3 out of 5
A fun central idea acts as a valid springboard for a semi-anthology of tales of Afterlife Inc., the re-org of the afterlife, and its organizer, con-man Jack Fortune.
As masterminded by writer Jon Lock, joined by various artists for various shorts set in the various levels of the afterlife – post a ‘Cataclysm,’ which had left the realm in disorder until zipped up with business and sales flair by Fortune, AI gains an edge by not being cynical about the whole thing: one would imagine that the m.o. here would be to malign corporations, but instead, our lead con-man seems redeemed by what he’s doing. Enjoying the fame and power, for sure, but also seeking to make sure that people get the post-existence that they’re after.
The rotating artists on these short bits are competent, but no one really emerges as the de facto Afterlife designer; indeed, this is very much a volume one, where the backstory is left purposefully mysterious and we just poke and prod at various characters (head of security; a jailer-type; a secretary-type) and have generalisms made about Afterlife Inc.’s structure.

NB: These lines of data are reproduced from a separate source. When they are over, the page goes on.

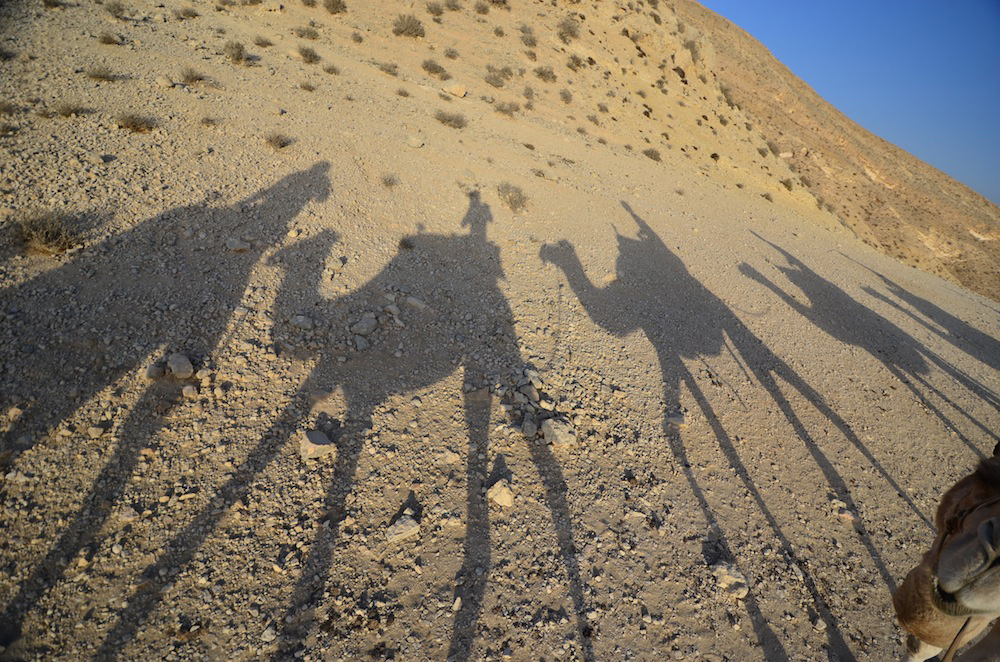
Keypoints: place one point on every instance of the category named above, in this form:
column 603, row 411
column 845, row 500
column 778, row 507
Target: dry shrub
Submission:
column 235, row 52
column 278, row 140
column 507, row 108
column 47, row 233
column 136, row 123
column 568, row 29
column 435, row 69
column 408, row 25
column 308, row 55
column 100, row 73
column 512, row 196
column 190, row 76
column 546, row 74
column 117, row 9
column 335, row 6
column 454, row 120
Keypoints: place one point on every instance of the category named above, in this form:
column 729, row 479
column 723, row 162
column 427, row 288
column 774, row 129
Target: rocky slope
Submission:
column 502, row 341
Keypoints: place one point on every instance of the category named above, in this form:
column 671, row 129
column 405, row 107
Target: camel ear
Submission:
column 970, row 554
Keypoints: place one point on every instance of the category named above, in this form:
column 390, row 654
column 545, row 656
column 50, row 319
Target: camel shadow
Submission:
column 434, row 309
column 653, row 292
column 96, row 320
column 835, row 312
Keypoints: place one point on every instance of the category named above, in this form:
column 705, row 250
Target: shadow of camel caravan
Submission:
column 182, row 298
column 456, row 319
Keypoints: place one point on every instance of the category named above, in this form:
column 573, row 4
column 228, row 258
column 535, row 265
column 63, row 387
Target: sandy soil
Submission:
column 651, row 414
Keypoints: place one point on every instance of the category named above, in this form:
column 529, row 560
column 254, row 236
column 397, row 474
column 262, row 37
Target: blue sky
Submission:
column 923, row 74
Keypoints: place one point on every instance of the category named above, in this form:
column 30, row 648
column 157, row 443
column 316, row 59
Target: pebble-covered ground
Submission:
column 392, row 389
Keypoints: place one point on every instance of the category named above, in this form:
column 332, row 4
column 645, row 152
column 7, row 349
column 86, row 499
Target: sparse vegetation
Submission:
column 546, row 74
column 568, row 29
column 435, row 69
column 116, row 9
column 306, row 32
column 507, row 108
column 191, row 76
column 47, row 233
column 235, row 52
column 308, row 55
column 408, row 25
column 278, row 140
column 512, row 196
column 390, row 68
column 100, row 73
column 454, row 120
column 136, row 123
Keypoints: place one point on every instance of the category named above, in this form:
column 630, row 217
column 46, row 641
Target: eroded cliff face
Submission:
column 892, row 200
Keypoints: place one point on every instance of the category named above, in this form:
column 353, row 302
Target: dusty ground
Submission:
column 751, row 413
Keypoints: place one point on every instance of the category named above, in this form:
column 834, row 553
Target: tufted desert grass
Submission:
column 47, row 233
column 512, row 196
column 408, row 25
column 454, row 120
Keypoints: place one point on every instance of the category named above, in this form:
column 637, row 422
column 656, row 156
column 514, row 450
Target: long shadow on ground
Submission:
column 654, row 293
column 468, row 316
column 86, row 325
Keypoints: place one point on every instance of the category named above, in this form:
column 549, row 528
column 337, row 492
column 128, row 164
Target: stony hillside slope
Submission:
column 502, row 337
column 892, row 200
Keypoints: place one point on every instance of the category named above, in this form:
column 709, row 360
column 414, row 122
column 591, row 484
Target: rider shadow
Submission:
column 139, row 309
column 835, row 312
column 653, row 292
column 438, row 299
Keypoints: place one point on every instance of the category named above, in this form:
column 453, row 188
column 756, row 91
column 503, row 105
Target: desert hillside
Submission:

The tone also feels a bit uneven; Lock is aiming for something that can swing between comedy and drama, but neither presentation is sharp enough at this point, especially with one chapter’s dip into politics with a shaded-faced famous person giving their chance to face up to their life’s deeds. Mixing reality with fiction tends to rub me the wrong way, taking me right out of the story.
The latter half of the collection gains ground as the tales feed into one another, and we’re left with a very definite sense that there are probably some really cool things to come.